Professor Usha Haley, who has emigrated to New Zealand to join Massey University's business school, said New Zealand needed to tread carefully in its bid to do business with the economic giant.
Haley has just come from Harvard Kennedy School in the United States where she studied the growth of Chinese businesses in the steel, glass, paper and forestry industries.
In five years China moved from being a small player to some of the largest exporters in those industries.
Haley said China's strength was always touted as being its cheap labour force. But the industries it had become strong in were capital-intensive and labour was only a small part.
At the same time raw material costs had skyrocketed and energy costs such as oil and electricity had also risen.

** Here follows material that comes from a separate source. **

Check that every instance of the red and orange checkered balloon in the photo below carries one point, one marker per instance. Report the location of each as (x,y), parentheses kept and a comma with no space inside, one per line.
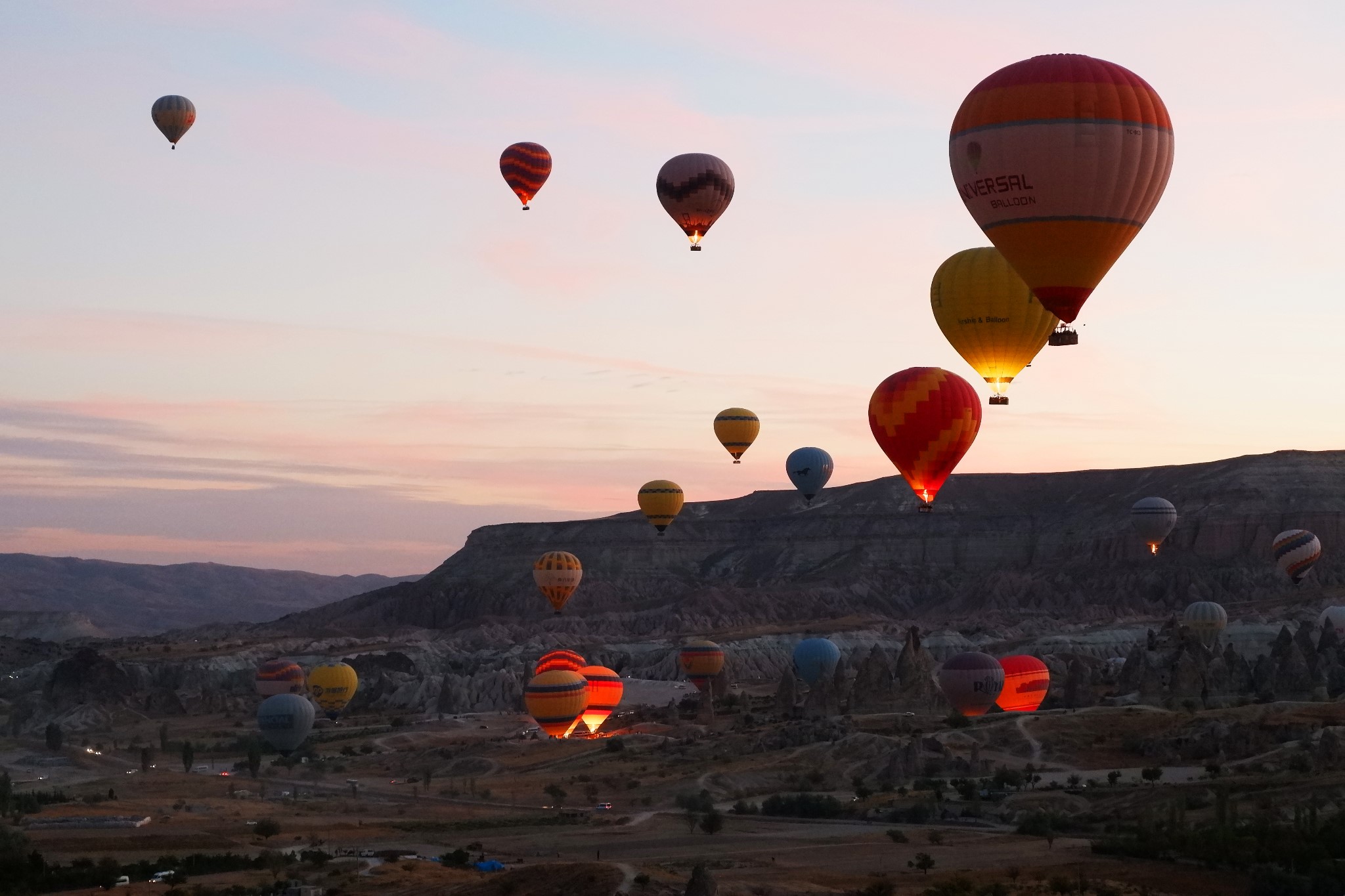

"I wanted to see where the advantage lay. It didn't lie in efficiencies - many of the companies involved were small and didn't enjoy economies of scale."
Haley isolated large subsidies from the Chinese Government as the driving force. China was flush with capital - it was a form of state capitalism.
The subsidies were not good for the global economy because of the assumption that the most efficient businesses will become the dominant players.
"Free trade works on assumptions and in China this doesn't happen."
Chinese companies were heavily subsidised and had thin margins. They did not need to make a profit because they were propped up by the Government.
In a free trade environment developed countries saw it as imperative to grow their economies.
But China was a developing nation and saw its political growth being just as important as economic growth.
In the United States some smaller industries had been wiped out after growing Chinese trade and what had caused ripples in the US could cause a tsunami in New Zealand, she warned.
Haley said New Zealand needed to consider how important its industries were to the economy and the national identity.
It didn't mean New Zealand should stop doing business with China but caution was needed.
"New Zealand needs to wall off its critical technologies and understand the risks before proceeding."
Haley said New Zealand needed to act quickly.
"One thing about the Chinese is that they move very fast. That is one of their strengths."